When I tried to explain my rationale, she just looked at me, piercingly, for a few long seconds, and repeated, “No.”
So I approached another trusted woman colleague and said, “Do you think it’s ever a good idea to buy your wife a vacuum clean –”
“No.”
So I asked one more woman.
“For Christmas, I was thinking of buying my wife a vac –”
“No.”
Well, the upshot of all of this was, I bought my wife, Carol, a vacuum cleaner for Christmas.
Skip to the end if you want to find out if this culminated in denunciations, divorce or decapitation.
First, I want to defend my rationale for this clearly unexciting and unromantic Christmas choice.
Rationale No. 1: She has been complaining about our ancient vacuum cleaner for at least five years.
Rationale No. 2: She would never buy one for herself unless the old one actually died, which it refuses to do.
Rationale No. 3: I couldn’t think of anything else.
So rather than give up on this Christmas plan, I decided to expand my survey and put the same question to some of my fellow husbands.
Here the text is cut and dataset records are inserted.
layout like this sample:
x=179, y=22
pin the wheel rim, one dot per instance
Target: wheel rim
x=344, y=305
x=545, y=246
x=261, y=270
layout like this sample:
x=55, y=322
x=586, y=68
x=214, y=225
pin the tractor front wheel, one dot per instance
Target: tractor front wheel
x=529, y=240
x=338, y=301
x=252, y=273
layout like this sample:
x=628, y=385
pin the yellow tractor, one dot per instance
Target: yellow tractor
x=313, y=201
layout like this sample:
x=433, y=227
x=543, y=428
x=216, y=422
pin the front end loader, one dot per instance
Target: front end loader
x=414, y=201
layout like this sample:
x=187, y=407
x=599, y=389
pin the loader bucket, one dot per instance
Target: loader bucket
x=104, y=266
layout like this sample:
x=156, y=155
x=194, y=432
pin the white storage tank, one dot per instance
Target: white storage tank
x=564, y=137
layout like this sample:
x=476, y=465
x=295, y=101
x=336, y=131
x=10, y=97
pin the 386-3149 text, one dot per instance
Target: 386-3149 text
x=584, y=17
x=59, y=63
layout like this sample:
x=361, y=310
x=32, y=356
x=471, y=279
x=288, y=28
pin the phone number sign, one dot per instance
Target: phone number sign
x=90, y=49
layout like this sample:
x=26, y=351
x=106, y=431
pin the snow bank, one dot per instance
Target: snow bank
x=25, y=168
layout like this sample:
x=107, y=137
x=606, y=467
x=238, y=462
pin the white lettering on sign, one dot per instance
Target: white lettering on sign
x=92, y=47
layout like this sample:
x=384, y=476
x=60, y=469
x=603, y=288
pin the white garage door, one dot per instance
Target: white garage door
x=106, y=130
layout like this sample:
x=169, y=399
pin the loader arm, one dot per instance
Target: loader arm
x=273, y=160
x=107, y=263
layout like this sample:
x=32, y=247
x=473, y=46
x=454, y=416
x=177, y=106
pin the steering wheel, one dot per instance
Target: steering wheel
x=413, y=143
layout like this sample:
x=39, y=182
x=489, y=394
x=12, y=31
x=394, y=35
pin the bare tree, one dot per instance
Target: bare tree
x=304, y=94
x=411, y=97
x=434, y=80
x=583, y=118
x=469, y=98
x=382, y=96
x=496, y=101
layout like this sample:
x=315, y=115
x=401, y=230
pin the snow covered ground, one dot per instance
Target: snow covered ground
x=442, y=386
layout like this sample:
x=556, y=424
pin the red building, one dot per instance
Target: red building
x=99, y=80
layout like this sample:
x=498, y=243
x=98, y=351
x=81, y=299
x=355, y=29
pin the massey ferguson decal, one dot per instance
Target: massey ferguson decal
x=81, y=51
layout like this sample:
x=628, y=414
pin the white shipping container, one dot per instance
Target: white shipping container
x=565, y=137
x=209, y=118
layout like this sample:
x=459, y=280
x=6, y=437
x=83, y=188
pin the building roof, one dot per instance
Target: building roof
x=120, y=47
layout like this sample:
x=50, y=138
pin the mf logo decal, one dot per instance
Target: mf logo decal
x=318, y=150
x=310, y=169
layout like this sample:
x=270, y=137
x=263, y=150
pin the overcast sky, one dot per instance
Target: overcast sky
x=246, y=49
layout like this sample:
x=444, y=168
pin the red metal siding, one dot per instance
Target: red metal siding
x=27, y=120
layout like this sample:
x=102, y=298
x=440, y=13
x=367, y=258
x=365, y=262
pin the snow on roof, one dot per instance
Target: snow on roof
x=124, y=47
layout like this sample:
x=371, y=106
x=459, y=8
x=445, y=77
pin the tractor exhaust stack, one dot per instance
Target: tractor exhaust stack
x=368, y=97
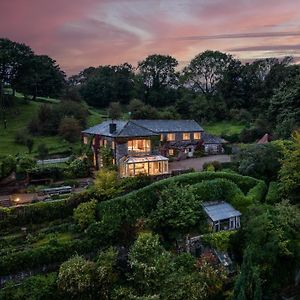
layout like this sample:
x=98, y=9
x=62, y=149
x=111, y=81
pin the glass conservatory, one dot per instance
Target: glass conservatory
x=148, y=165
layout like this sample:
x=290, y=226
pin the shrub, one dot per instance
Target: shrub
x=79, y=168
x=274, y=193
x=69, y=129
x=85, y=213
x=217, y=166
x=7, y=166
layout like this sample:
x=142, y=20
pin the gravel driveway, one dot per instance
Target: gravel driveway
x=197, y=163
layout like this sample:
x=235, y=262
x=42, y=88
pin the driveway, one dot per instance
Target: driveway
x=197, y=163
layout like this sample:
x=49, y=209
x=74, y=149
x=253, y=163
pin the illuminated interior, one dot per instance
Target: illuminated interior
x=139, y=146
x=197, y=135
x=150, y=165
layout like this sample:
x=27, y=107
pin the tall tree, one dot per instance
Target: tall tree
x=158, y=78
x=40, y=76
x=12, y=57
x=206, y=70
x=107, y=84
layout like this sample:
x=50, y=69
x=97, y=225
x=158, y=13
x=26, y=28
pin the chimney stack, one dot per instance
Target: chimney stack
x=112, y=128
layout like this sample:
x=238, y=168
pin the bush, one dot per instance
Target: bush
x=274, y=193
x=79, y=168
x=69, y=129
x=125, y=210
x=217, y=166
x=85, y=213
x=7, y=166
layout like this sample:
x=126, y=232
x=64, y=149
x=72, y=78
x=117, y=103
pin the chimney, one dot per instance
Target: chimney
x=112, y=127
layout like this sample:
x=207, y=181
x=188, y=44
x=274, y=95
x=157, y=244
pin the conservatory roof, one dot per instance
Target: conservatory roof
x=220, y=210
x=144, y=159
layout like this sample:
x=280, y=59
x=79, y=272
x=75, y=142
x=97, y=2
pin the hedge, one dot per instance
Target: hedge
x=274, y=194
x=50, y=254
x=239, y=190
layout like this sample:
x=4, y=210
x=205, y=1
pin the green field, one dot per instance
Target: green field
x=17, y=119
x=225, y=127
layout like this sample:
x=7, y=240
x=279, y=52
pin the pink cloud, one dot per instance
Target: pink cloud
x=81, y=33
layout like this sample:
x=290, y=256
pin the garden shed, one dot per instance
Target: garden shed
x=221, y=215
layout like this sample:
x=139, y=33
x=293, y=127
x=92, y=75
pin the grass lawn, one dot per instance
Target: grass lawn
x=17, y=119
x=226, y=127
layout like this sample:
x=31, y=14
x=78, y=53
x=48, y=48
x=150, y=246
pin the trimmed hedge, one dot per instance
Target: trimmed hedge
x=51, y=254
x=239, y=190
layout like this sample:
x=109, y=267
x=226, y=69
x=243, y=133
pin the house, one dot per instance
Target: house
x=212, y=144
x=221, y=215
x=143, y=146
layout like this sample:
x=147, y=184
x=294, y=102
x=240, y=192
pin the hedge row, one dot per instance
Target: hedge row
x=41, y=212
x=239, y=190
x=32, y=258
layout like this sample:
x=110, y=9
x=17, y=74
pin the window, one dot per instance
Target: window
x=171, y=137
x=197, y=135
x=186, y=136
x=139, y=146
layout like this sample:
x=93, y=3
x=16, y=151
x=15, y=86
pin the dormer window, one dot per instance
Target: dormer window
x=197, y=135
x=186, y=136
x=171, y=137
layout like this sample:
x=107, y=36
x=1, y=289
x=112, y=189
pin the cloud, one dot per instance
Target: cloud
x=246, y=35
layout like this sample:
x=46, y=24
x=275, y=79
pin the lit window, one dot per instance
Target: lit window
x=197, y=135
x=171, y=137
x=186, y=136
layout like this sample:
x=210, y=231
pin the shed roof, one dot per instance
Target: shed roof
x=220, y=210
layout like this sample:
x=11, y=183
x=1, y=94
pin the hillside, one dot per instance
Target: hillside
x=19, y=116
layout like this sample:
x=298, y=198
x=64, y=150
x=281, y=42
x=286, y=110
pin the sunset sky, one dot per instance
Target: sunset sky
x=83, y=33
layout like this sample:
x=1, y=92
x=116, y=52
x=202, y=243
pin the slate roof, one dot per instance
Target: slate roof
x=123, y=129
x=211, y=139
x=220, y=210
x=161, y=126
x=135, y=128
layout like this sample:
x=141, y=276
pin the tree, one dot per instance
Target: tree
x=158, y=79
x=69, y=129
x=177, y=209
x=271, y=250
x=29, y=144
x=12, y=58
x=289, y=173
x=43, y=151
x=150, y=264
x=107, y=84
x=106, y=183
x=75, y=277
x=284, y=109
x=139, y=110
x=40, y=76
x=261, y=161
x=206, y=70
x=114, y=110
x=85, y=213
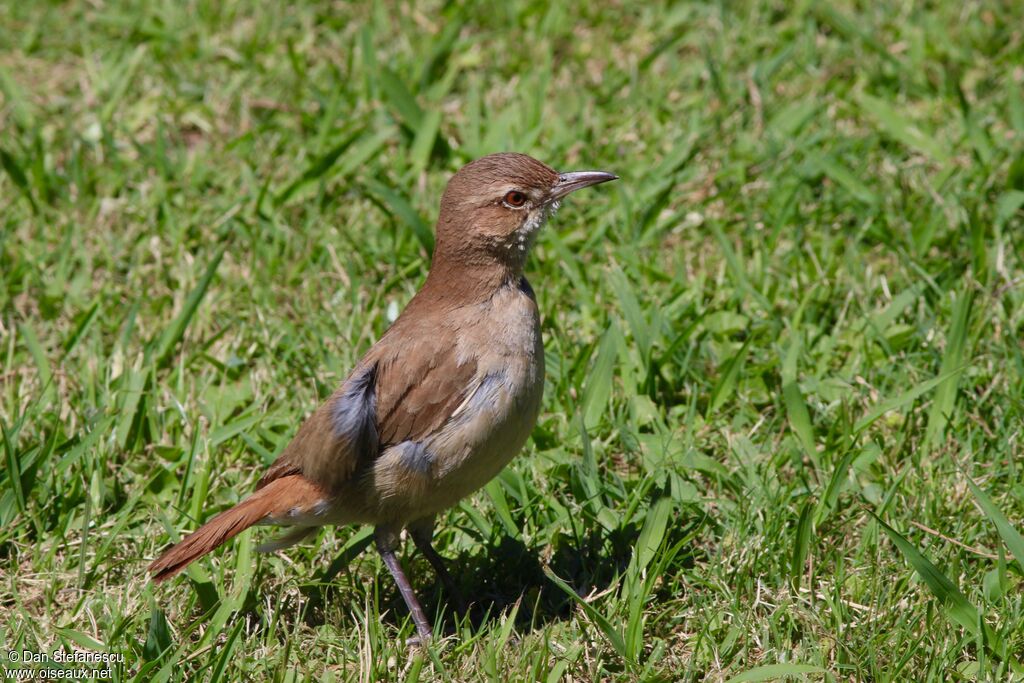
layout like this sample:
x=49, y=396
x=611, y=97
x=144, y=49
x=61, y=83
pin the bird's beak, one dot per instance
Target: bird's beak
x=569, y=182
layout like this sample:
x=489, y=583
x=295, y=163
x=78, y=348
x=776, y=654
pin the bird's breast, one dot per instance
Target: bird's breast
x=487, y=427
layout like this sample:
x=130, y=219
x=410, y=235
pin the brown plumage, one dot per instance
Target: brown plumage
x=440, y=403
x=273, y=500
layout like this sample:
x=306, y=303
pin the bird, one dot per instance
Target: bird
x=439, y=404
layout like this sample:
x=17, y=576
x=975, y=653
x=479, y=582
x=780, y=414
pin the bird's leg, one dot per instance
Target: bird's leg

The results were more encouraging.
“That sucks!” said one. “Get it? That’s a vacuum cleaner pun. No, seriously, that’s a brilliant present. Geez, Jim, why don’t you get the little woman a frilly apron and dish rack for Christmas, too?”
I tried some more husbands.
“Sounds great,” said one. “Or you could go all out and get her a Shop-Vac.”
And some more husbands.
“That sounds fine to me. I’m buying my wife a belt sander.”
And some more husbands.
“Oh, God, no. What’s wrong with you? How long have you been married, anyway? Almost three decades? Oh. In that case, I suppose it doesn’t make any difference.”
These were not ringing endorsements, yet neither were they outright repudiations. So I tried to brainstorm with a few people about how to, I don’t know, soften the Christmas morning blow.
“Here’s what you do,” said one friend. “Present her with the Hoover on Christmas morning and just about the time her face falls and she begins to cry, you say, ‘You might want to look inside the vacuum bag, honey.’ And then she finds the Tiffany diamond tiara you hid in there!”
I explained that my budget did not allow for a Hoover-Tiffany combo pack.
Another woman suggested that I give her the vacuum cleaner with a note that said, “Also included: My pledge to do all of the vacuuming from now on!”
I scrunched my forehead for about 10 seconds before I noticed the flaw in that plan.
“Well, that would be an even worse present,” I explained. “Who wants a present they’ll never get to use? That would be just cruel.”
Finally, I decided that I knew my wife better than any of these other people. I knew how much she hated her old vacuum, a hand-me-down from her mother. I knew how carefully she reads the vacuum cleaner ratings in Consumer Reports. I knew how she lingers longingly in front of the vacuum rack at Lowe’s, whispering words to herself such as “Wind Tunnel technology” and “self-propelled.”
Also, I knew that it was a week before Christmas and her husband had to pull the trigger on a present. So I went out and bought the vacuum cleaner.
Yes, it was self-propelled and had “Wind Tunnel technology.” I’m not completely stupid. Getting your wife a vacuum cleaner is dangerous enough; getting her a cheap vacuum cleaner would be, frankly, suicidal.
So I am pleased to report that Christmas has come and gone, and we are still married. Carol provided clear evidence, in the form of a hug, of being pleased with her new vacuum cleaner (the chocolate in her stocking also helped).
In fact, I’m feeling so emboldened by this triumph, I would like to pose the following question:
For Valentine’s Day: Swiffer Sweeper? Yes or no?